Wendy and Lucy, released in 2008 and available on DVD at Whitehorse Public Library, is adapted by Jon Raymond from his short story, Train Choir.

Directed by Kelly Reichart, it’s an intimate film that tracks the insidious downward spiral that could prove fatal to someone’s fragile forward momentum.

In an interview with Gus Van Sant, Reichart said the idea evolved from reflecting on the reality of trying to get by when you have limited resources in a culture that trumpets the virtues of pulling yourself up by your bootstraps. “What if your bootstrap fl oated away?” she mused.

You can only guess about what unfortunate events propelled Wendy to the road north with Lucy – little background is provided for her, except for a brief scene with a disinterested sister on the other end of a telephone call.

All we know is that somehow 20-something Wendy sees a stint in a cannery in Ketchikan as the best option available.
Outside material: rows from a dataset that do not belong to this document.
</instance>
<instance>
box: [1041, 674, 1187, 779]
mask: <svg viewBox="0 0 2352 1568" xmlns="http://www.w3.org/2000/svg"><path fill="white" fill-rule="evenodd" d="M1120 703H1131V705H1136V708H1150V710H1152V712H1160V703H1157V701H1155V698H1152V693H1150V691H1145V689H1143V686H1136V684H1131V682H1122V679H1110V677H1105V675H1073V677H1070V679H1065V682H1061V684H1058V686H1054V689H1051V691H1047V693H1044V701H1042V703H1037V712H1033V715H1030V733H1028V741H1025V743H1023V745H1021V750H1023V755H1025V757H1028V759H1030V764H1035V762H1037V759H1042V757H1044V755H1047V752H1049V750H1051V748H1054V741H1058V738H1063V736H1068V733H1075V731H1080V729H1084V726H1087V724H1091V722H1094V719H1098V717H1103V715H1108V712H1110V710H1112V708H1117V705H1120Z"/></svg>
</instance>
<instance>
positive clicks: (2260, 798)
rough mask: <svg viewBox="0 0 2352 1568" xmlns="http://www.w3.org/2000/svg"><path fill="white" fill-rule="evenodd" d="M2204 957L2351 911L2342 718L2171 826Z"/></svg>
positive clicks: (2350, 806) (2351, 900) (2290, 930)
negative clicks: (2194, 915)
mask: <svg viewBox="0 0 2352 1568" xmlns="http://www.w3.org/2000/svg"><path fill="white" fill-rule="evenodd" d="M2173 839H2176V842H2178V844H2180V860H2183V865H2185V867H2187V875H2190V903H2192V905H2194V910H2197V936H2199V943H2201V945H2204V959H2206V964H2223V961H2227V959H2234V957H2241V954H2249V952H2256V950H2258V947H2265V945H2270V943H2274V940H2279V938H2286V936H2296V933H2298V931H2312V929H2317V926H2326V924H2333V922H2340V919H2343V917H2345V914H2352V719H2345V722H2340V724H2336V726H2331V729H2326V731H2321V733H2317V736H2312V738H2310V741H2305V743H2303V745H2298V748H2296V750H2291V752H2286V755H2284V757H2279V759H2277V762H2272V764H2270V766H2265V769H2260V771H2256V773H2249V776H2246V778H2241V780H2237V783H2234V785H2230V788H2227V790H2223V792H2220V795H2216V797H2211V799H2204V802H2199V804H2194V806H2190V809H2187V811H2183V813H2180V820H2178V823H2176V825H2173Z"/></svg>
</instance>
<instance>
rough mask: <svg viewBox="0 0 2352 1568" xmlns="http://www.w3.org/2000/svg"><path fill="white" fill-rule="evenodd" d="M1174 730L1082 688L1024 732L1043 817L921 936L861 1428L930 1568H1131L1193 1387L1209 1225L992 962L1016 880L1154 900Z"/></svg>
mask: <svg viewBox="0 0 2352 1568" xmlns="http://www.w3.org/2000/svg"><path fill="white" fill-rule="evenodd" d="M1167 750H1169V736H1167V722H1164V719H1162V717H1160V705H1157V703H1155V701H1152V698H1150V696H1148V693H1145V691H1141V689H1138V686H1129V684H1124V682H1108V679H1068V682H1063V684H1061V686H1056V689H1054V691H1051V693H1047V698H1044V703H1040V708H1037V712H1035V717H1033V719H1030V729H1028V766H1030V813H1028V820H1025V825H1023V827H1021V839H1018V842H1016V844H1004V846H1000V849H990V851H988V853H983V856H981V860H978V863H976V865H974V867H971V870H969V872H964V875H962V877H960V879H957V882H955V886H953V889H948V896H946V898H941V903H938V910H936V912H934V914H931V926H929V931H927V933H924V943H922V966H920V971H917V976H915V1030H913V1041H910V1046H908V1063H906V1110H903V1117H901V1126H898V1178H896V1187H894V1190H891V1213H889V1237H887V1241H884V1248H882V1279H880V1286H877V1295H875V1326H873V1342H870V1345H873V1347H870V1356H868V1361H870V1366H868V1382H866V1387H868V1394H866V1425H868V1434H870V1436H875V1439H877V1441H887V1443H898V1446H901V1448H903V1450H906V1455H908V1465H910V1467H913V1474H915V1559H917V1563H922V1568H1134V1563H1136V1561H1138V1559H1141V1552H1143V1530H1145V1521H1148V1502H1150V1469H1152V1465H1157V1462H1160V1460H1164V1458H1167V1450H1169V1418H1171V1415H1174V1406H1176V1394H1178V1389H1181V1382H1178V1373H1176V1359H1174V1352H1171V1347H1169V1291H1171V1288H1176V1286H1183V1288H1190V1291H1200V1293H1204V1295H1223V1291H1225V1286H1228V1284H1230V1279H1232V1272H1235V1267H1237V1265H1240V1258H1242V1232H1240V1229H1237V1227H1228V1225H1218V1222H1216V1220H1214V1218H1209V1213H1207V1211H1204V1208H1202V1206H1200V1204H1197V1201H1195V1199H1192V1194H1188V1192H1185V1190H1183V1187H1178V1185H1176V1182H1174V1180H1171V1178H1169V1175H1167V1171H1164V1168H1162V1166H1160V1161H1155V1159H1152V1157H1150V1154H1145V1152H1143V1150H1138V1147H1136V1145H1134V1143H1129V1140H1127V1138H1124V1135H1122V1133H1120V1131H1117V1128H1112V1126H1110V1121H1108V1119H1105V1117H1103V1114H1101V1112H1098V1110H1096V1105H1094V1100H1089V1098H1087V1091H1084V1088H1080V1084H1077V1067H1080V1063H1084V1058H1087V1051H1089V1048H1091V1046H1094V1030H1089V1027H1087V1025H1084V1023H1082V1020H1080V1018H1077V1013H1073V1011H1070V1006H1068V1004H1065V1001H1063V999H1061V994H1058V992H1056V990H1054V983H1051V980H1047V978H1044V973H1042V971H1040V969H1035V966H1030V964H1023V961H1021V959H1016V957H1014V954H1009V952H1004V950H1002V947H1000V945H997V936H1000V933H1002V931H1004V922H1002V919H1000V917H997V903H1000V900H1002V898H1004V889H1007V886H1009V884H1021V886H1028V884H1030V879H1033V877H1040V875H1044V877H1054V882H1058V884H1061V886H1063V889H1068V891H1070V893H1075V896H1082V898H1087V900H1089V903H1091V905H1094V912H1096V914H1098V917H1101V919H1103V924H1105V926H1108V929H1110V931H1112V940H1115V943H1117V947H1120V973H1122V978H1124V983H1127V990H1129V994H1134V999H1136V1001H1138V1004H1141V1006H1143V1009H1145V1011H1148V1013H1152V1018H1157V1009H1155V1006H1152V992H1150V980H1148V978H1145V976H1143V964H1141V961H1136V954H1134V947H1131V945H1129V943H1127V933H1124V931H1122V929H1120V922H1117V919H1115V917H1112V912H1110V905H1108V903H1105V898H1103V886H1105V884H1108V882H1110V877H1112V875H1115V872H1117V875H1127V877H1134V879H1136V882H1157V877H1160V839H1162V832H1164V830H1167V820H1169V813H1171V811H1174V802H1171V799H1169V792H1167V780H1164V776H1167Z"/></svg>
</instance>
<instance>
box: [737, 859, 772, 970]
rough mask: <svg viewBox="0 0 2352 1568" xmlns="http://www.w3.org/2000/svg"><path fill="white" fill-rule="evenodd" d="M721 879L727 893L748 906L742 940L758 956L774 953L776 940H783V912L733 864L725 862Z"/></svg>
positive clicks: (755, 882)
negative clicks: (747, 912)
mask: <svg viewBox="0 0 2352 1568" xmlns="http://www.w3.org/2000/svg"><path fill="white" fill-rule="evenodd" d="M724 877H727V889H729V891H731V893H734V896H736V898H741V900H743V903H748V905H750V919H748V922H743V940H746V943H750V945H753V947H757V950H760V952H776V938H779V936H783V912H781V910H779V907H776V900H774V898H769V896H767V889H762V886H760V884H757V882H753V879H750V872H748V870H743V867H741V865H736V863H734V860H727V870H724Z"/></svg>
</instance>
With Lucy missing, the energy that drove Wendy from Indiana as far as this quiet town in Oregon is now spent on daily rounds from the repair shop to the pound, tacking up posters of Lucy, and calculating her dwindling budget.

A kindly security guard (Walter Dalton) who stands watch in front of the blank wall of a big box store for 12 hours a day, offers her words of encouragement and the use of his cell phone.

So much of the film is conveyed in brief conversations, poignant images of Wendy’s solo treks through quiet streets and Michelle Williams’ stoic expression and defensive posture , that it leaves Wendy and Lucy open to a variety of interpretations.

Released in the wake of Hurricane Katrina and the 2008 recession, images of freight trains, hobos gathered around campfires and even Wendy’s Ketchikan plan, evoke a Depression-era aura of hard times.

But with the financial trauma of 2008 less raw in memory, Wendy’s halting journey seems more existential than topical: a constrained echo of Christopher McCandless’s odyssey in Into the Wild.

Gus Van Sant called the film’s effect of drawing people into its anxieties “a great achievement” and many film critics agreed, putting Wendy and Lucy on their top ten lists for the year it was released.

Michelle Williams’ performance was also acclaimed and Lucy received the Palm Dog award at the Cannes Film Festival in 2008.

Wendy and Lucy is available on DVD at the Whitehorse Public Library.